This concludes the basic usage section, preprocessing, isolating ASreads and testing for ASE using a binomial and beta binomial were discussed.


Please note that having two individuals in your analysis is usually not enough to provide you with robust estimates of ASE.


Additional features (1): Cell type specific tests:

When your sequenced sample is a mixture of tissues (for instance when sequencing blood samples), you may be interested in how allele specific expression is a factor in a specific tissue. For this purpose, a cell type specific testing feature is available in this module that will automatically produce results when a phenotype file is available.

A phenotype file is a file with some ratio per individual:


Where the ordering of the file is the same ordering as the ordering of individuals in the --as_locations option.
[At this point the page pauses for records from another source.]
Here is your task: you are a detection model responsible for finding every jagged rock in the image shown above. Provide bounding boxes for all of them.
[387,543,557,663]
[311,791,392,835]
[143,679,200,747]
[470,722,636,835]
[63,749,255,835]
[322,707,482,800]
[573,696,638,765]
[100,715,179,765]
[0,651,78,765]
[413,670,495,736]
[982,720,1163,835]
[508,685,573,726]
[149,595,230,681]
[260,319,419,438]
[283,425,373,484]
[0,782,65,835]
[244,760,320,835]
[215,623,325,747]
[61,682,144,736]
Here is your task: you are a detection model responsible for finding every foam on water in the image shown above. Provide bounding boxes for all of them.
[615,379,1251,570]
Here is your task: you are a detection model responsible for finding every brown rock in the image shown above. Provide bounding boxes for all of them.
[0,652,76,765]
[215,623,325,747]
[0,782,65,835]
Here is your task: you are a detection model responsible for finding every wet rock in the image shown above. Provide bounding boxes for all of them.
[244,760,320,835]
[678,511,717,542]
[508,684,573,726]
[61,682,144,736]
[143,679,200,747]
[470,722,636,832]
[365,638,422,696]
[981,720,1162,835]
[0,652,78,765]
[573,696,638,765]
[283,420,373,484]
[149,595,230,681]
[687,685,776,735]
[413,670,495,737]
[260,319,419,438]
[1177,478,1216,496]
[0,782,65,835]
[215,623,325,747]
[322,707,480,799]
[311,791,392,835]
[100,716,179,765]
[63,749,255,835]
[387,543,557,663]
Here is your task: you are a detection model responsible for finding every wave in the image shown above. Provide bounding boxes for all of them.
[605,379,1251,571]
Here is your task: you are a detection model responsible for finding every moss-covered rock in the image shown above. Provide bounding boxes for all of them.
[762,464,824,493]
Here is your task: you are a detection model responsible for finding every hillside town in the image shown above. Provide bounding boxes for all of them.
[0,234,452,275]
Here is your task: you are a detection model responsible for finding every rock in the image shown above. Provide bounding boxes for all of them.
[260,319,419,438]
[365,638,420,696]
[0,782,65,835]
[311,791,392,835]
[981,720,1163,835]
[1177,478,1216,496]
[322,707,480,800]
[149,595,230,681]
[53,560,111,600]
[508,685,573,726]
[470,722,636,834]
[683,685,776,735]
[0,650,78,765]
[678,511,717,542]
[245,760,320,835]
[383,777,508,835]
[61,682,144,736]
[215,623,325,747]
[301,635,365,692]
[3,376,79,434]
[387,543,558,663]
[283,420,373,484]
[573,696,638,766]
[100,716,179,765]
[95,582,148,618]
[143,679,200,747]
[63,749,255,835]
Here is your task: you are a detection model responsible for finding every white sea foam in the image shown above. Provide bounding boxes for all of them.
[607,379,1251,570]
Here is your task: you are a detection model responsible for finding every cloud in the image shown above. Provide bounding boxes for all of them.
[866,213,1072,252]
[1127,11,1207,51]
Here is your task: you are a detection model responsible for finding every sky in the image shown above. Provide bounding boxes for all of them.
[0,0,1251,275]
When integrating this phenotype file with the Suzie Peter example (see Step 2 in the basic usage), this will mean that for some cell type, the proportion of the celltype in the tissue is 0.25 (25%) in Suzie and 0.43 (43%) in Peter

Saving this file as Suzie-Peter-Phenotype.txt, the command run will look like this:

java -jar cellTypeSpecificAlleleSpecificExpression.jar \
    --action ASEperSNP \
    --output PeterSuzieTests
    --as_locations Suzie-Peter-ASFiles.txt \
    --minimum_hets 1 \
    --minimum_reads 10\
    --pheno_file Suzie-Peter-Phenotype.txt\
    > PeterSuzie_CTS_Out.txt

Results of the Cell type specific effects can be found in the results from the standard out and from the output.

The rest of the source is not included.